Moon Todd K, Gunther Jacob H
Electrical and Computer Engineering Department, Utah State University, Logan, UT 84332, USA.
Entropy (Basel). 2020 May 19;22(5):572. doi: 10.3390/e22050572.
Estimating the parameters of the autoregressive (AR) random process is a problem that has been well-studied. In many applications, only noisy measurements of AR process are available. The effect of the additive noise is that the system can be modeled as an AR model with colored noise, even when the measurement noise is white, where the correlation matrix depends on the AR parameters. Because of the correlation, it is expedient to compute using multiple stacked observations. Performing a weighted least-squares estimation of the AR parameters using an inverse covariance weighting can provide significantly better parameter estimates, with improvement increasing with the stack depth. The estimation algorithm is essentially a vector RLS adaptive filter, with time-varying covariance matrix. Different ways of estimating the unknown covariance are presented, as well as a method to estimate the variances of the AR and observation noise. The notation is extended to vector autoregressive (VAR) processes. Simulation results demonstrate performance improvements in coefficient error and in spectrum estimation.

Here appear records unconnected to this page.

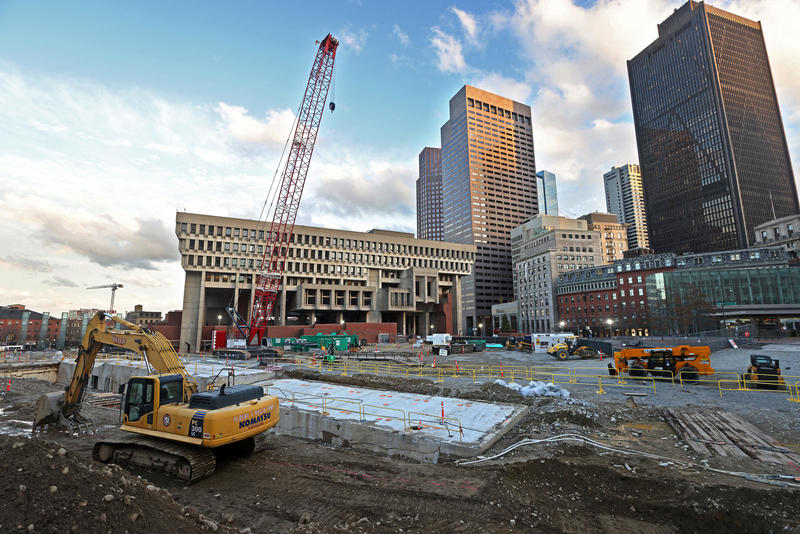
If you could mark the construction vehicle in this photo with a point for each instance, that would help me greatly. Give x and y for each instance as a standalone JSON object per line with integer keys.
{"x": 763, "y": 372}
{"x": 174, "y": 427}
{"x": 289, "y": 191}
{"x": 687, "y": 362}
{"x": 563, "y": 351}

估计自回归(AR)随机过程的参数是一个已得到充分研究的问题。在许多应用中,只能获得AR过程的带噪测量值。加性噪声的影响在于,即使测量噪声是白噪声,系统也可建模为具有有色噪声的AR模型,其中相关矩阵取决于AR参数。由于存在相关性,使用多个堆叠观测值进行计算较为便利。使用逆协方差加权对AR参数进行加权最小二乘估计可显著提供更好的参数估计,且随着堆叠深度的增加,改进效果也会增强。该估计算法本质上是一个具有时变协方差矩阵的向量RLS自适应滤波器。文中介绍了估计未知协方差的不同方法,以及一种估计AR和观测噪声方差的方法。符号表示扩展到向量自回归(VAR)过程。仿真结果表明在系数误差和频谱估计方面性能有所提升。